Yes. The same conversation is happening right now in the living room, because security has forced three reboots in the last year, after having several years where simply by being xen and pv and using pvgrub (rather than loading a user kernel from the dom0) we haven't been vulnerable to the known privilege escalations. This is a lot more labor (and customer pain) when you can't move people.
No progress on that front yet, though.
RAID-0 is used as a way to get faster performance from spinning disk drives, as you can return parts of each read request from different (striped) drives.
You also get better write performance, as your writes are split across the drives.

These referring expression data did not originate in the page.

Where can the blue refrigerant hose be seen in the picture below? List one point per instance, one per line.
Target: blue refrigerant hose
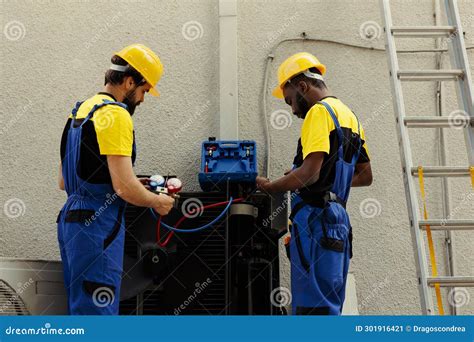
(193, 230)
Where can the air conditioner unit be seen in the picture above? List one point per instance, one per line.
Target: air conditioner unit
(31, 287)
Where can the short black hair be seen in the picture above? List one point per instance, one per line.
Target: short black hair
(301, 77)
(116, 77)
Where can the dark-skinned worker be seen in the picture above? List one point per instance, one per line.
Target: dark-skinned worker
(97, 155)
(331, 157)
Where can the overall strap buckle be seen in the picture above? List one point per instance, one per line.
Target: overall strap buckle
(330, 196)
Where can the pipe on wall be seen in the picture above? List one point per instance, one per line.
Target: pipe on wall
(228, 71)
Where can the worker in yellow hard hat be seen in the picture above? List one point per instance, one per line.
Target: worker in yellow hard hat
(331, 158)
(97, 155)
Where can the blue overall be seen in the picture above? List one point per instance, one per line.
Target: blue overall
(319, 246)
(90, 233)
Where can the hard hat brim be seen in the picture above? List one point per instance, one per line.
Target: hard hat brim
(278, 92)
(154, 92)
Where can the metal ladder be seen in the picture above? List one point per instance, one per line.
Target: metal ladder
(461, 73)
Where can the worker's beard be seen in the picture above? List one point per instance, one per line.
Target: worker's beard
(302, 106)
(130, 102)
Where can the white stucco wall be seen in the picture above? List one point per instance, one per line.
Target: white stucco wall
(54, 53)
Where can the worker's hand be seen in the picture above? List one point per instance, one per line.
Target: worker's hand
(145, 181)
(262, 183)
(164, 204)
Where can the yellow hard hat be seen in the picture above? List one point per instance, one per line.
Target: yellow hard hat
(293, 66)
(146, 62)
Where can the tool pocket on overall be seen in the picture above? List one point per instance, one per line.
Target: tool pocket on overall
(301, 240)
(330, 255)
(81, 231)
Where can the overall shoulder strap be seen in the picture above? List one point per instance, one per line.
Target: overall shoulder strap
(340, 139)
(100, 105)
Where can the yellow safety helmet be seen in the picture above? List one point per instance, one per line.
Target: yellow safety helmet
(146, 62)
(294, 65)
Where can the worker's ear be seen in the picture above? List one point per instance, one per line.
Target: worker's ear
(129, 82)
(302, 87)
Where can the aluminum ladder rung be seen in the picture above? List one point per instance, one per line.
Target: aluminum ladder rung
(450, 224)
(461, 74)
(438, 122)
(423, 31)
(451, 281)
(430, 75)
(442, 171)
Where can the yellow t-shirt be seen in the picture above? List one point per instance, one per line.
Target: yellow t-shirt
(318, 125)
(113, 126)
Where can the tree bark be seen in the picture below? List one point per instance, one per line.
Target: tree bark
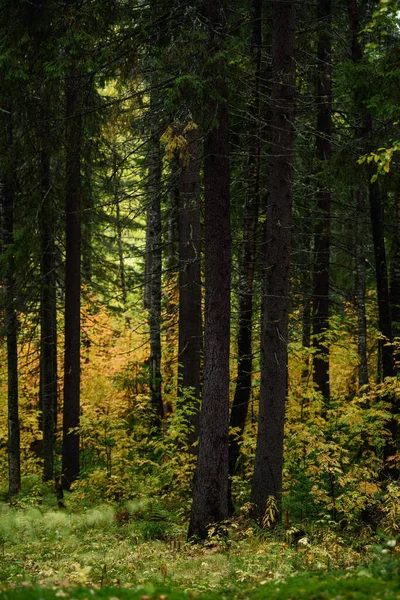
(210, 494)
(155, 249)
(119, 227)
(190, 318)
(249, 250)
(71, 412)
(395, 267)
(360, 289)
(267, 478)
(322, 228)
(48, 307)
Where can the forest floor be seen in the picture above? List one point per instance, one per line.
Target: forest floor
(138, 551)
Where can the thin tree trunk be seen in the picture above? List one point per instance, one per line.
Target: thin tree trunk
(322, 228)
(7, 192)
(155, 247)
(249, 249)
(71, 412)
(171, 285)
(360, 288)
(190, 318)
(395, 266)
(267, 478)
(210, 494)
(119, 227)
(48, 309)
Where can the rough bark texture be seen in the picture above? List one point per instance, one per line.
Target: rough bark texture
(395, 267)
(210, 494)
(249, 250)
(7, 192)
(155, 248)
(48, 310)
(171, 287)
(267, 479)
(190, 318)
(360, 289)
(322, 228)
(70, 447)
(118, 221)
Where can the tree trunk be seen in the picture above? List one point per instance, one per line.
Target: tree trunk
(360, 289)
(7, 192)
(119, 227)
(71, 412)
(190, 318)
(249, 249)
(210, 494)
(395, 267)
(322, 228)
(267, 479)
(48, 308)
(155, 249)
(171, 288)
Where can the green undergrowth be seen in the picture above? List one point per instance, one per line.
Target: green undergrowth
(304, 587)
(138, 549)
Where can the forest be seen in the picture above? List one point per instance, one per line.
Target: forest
(199, 299)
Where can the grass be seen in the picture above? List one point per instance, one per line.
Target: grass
(138, 551)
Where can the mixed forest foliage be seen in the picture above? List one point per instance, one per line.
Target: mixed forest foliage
(200, 264)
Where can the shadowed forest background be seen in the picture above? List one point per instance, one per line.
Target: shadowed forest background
(200, 265)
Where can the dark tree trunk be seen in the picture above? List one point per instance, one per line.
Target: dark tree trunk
(71, 412)
(171, 286)
(155, 249)
(267, 479)
(48, 308)
(190, 319)
(395, 267)
(360, 289)
(249, 250)
(119, 227)
(7, 193)
(210, 494)
(322, 228)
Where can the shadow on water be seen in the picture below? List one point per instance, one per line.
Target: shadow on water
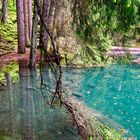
(114, 91)
(25, 113)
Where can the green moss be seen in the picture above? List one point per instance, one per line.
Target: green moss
(9, 29)
(12, 68)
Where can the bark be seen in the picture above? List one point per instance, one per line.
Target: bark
(20, 26)
(26, 22)
(34, 39)
(4, 11)
(30, 18)
(43, 33)
(50, 19)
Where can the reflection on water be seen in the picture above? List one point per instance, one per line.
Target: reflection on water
(114, 91)
(25, 113)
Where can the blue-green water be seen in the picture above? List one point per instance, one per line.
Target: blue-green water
(114, 91)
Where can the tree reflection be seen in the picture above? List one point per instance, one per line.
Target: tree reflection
(26, 102)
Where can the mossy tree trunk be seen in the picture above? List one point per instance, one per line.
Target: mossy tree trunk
(4, 11)
(20, 26)
(34, 39)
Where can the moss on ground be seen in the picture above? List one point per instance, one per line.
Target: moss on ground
(8, 34)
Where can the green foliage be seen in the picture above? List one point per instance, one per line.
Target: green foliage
(106, 132)
(12, 68)
(9, 29)
(95, 21)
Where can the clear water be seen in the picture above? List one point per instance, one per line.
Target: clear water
(114, 91)
(24, 110)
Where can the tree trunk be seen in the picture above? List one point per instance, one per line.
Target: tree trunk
(26, 22)
(30, 18)
(4, 11)
(43, 33)
(20, 26)
(34, 39)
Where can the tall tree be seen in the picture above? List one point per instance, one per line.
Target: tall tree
(4, 11)
(26, 23)
(20, 26)
(34, 38)
(43, 33)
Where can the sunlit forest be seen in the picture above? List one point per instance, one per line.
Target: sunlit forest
(69, 69)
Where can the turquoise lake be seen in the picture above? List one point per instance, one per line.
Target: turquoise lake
(114, 91)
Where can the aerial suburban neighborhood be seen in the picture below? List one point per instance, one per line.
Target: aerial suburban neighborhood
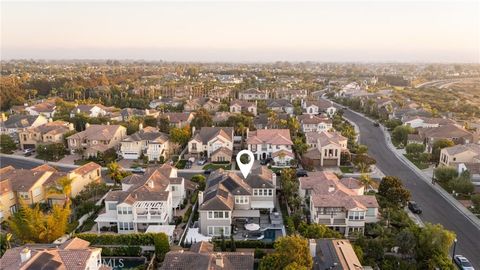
(120, 163)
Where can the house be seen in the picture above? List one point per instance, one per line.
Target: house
(51, 132)
(263, 120)
(202, 256)
(271, 143)
(280, 105)
(468, 153)
(291, 94)
(450, 132)
(318, 106)
(333, 254)
(228, 197)
(47, 109)
(91, 110)
(314, 123)
(143, 201)
(214, 142)
(127, 113)
(147, 141)
(96, 138)
(338, 203)
(325, 148)
(18, 122)
(426, 122)
(73, 254)
(178, 120)
(253, 94)
(239, 106)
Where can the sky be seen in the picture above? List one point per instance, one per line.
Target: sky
(243, 31)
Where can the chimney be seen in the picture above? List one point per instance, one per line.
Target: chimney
(219, 260)
(200, 197)
(313, 247)
(25, 255)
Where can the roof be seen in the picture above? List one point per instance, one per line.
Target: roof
(270, 136)
(208, 133)
(84, 169)
(98, 132)
(202, 257)
(151, 186)
(328, 191)
(21, 121)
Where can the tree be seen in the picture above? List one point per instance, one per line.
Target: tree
(164, 124)
(392, 190)
(32, 225)
(200, 180)
(180, 135)
(433, 245)
(202, 119)
(445, 174)
(317, 231)
(463, 183)
(63, 186)
(437, 147)
(291, 252)
(162, 246)
(415, 149)
(400, 134)
(7, 145)
(116, 173)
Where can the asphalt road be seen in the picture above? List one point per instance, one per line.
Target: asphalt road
(436, 209)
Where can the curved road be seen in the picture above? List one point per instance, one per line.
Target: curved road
(436, 209)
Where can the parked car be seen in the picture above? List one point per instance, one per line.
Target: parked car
(302, 173)
(413, 206)
(28, 152)
(463, 263)
(138, 170)
(202, 161)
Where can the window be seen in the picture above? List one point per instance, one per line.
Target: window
(112, 206)
(356, 215)
(37, 191)
(241, 199)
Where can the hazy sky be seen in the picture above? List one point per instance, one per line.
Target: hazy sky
(446, 31)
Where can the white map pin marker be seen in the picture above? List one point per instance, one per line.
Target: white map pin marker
(245, 168)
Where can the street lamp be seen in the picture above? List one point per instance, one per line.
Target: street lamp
(454, 247)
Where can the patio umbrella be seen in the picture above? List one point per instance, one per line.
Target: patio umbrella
(252, 227)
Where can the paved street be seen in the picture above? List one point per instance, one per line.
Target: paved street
(435, 208)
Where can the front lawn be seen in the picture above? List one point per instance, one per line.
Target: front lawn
(346, 169)
(420, 164)
(213, 166)
(181, 164)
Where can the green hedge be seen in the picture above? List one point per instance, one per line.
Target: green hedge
(133, 239)
(244, 244)
(130, 251)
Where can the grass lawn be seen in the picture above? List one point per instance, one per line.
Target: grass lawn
(181, 164)
(346, 169)
(212, 166)
(418, 163)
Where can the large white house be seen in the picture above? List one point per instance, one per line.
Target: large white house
(215, 142)
(148, 141)
(271, 143)
(338, 203)
(144, 200)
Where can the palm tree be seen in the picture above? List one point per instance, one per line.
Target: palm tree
(366, 180)
(62, 186)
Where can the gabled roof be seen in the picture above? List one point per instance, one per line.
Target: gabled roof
(270, 136)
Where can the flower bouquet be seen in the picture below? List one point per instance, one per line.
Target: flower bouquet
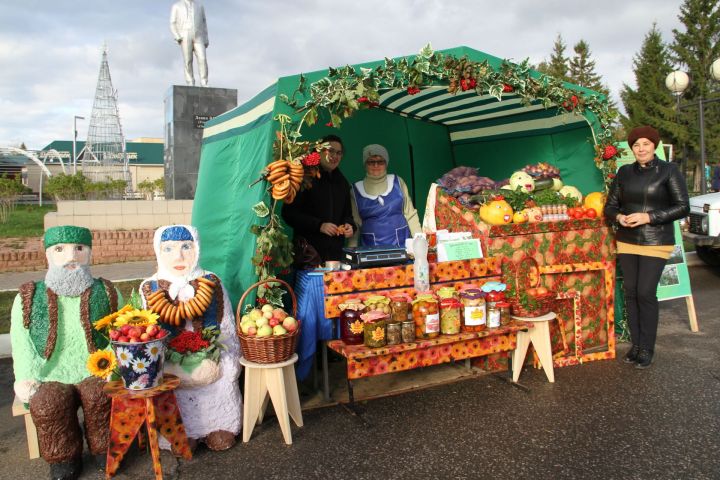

My recent project, which was relatively small, played back a single video over 4 blended projectors. Each video frame was a 50MB uncompressed TGA file, 30 times a second. On a more complex show, you could be trying to play back multiple video streams simultaneously.
D3 - http://www.d3technologies.com/
and Pandora - http://www.coolux.de/products/pandoras-box-server/
are two of the big players in the industry.
Ouch! Not even a PNG?
I'm not an expert on the exact architecture, but I'm guessing that with uncompressed TGA you just throw the bits at the GPU and they get displayed, while if you have to uncompress images that first gets handled by the CPU (?).
The sort of people who need to know that but don't aren't going to learn it from a post on HN, and the sort of people who'll read it on HN mostly don't need to be told.
It's a pretty ineffective way to guard against data loss, you need backups.
RAID [1-6] is an availability solution, saving the downtime of restoring from backup in the case of the most predictable disk failures. It doesn't help with all the other cases of data loss.
But would this in practice play well with the CPU prefetcher? If you're crunching sequential data can you expect the data in the L1 cache after the initial stall?
Main DDR3 RAM is something like 32GigaBYTES per second, and L1 cache is even further.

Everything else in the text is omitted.